Consider the example of a telecommunications equipment supplier. In the first stage, the customers determined that the following list represented the critical issues:
- Ease of Use
- Customer Service Expertise
- Operating Cost
In the second stage, these five critical issues were identified as the key drivers of customer satisfaction. The prioritized listing of the key drivers and the relative weight of each is shown below :
- Availability (35%)
- Price (25%)
- Customer Service Expertise (20%)
- Ease of Use (20%)
In the third stage the overall customer satisfaction is periodically measured as a function of these four key drivers and the business processes are managed and optimized based on customer feedback. This is where the classic closed loop process performs – the customer feedback is examined, assessed against what is most important to the customer, and then this becomes the basis for corrective action plans. The corrective action plans focus on process optimization and are frequently identified as lean, six sigma, or Kaizen initiatives. After corrective actions are implemented, the results are assessed, the efforts tweaked and tuned, and the customer satisfaction measured. The process is sustainable.

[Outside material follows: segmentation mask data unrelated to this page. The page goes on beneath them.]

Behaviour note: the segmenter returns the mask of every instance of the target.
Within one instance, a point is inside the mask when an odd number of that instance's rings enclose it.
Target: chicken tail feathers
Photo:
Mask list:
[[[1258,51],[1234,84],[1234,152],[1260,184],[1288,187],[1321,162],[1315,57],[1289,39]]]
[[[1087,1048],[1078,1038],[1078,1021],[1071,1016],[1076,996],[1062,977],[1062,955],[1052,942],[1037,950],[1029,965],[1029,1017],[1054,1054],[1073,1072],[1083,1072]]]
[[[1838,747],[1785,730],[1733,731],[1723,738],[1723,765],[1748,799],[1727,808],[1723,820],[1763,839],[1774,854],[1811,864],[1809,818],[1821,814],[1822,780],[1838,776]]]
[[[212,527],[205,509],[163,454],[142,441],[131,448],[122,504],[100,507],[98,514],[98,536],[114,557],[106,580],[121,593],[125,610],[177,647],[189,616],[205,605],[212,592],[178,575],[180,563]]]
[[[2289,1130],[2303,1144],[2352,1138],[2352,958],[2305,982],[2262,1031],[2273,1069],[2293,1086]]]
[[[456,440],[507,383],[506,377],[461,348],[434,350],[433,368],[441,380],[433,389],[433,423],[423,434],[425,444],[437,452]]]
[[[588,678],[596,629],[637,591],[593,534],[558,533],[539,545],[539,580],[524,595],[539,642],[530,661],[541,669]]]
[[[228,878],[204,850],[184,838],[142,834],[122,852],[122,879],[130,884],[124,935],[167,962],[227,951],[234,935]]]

Effective CRM programs don’t have to be rocket science. They do have to have a simple and practical approach that will identify what the customer needs, and then they need to have a plan on how the When they successfully identify the correct attributes of customer satisfaction and the relative importance of each attribute then they will understand their customers better than the customer’s understand themselves – and those firms that have done this well will tell you that this is something that you can take to the bank!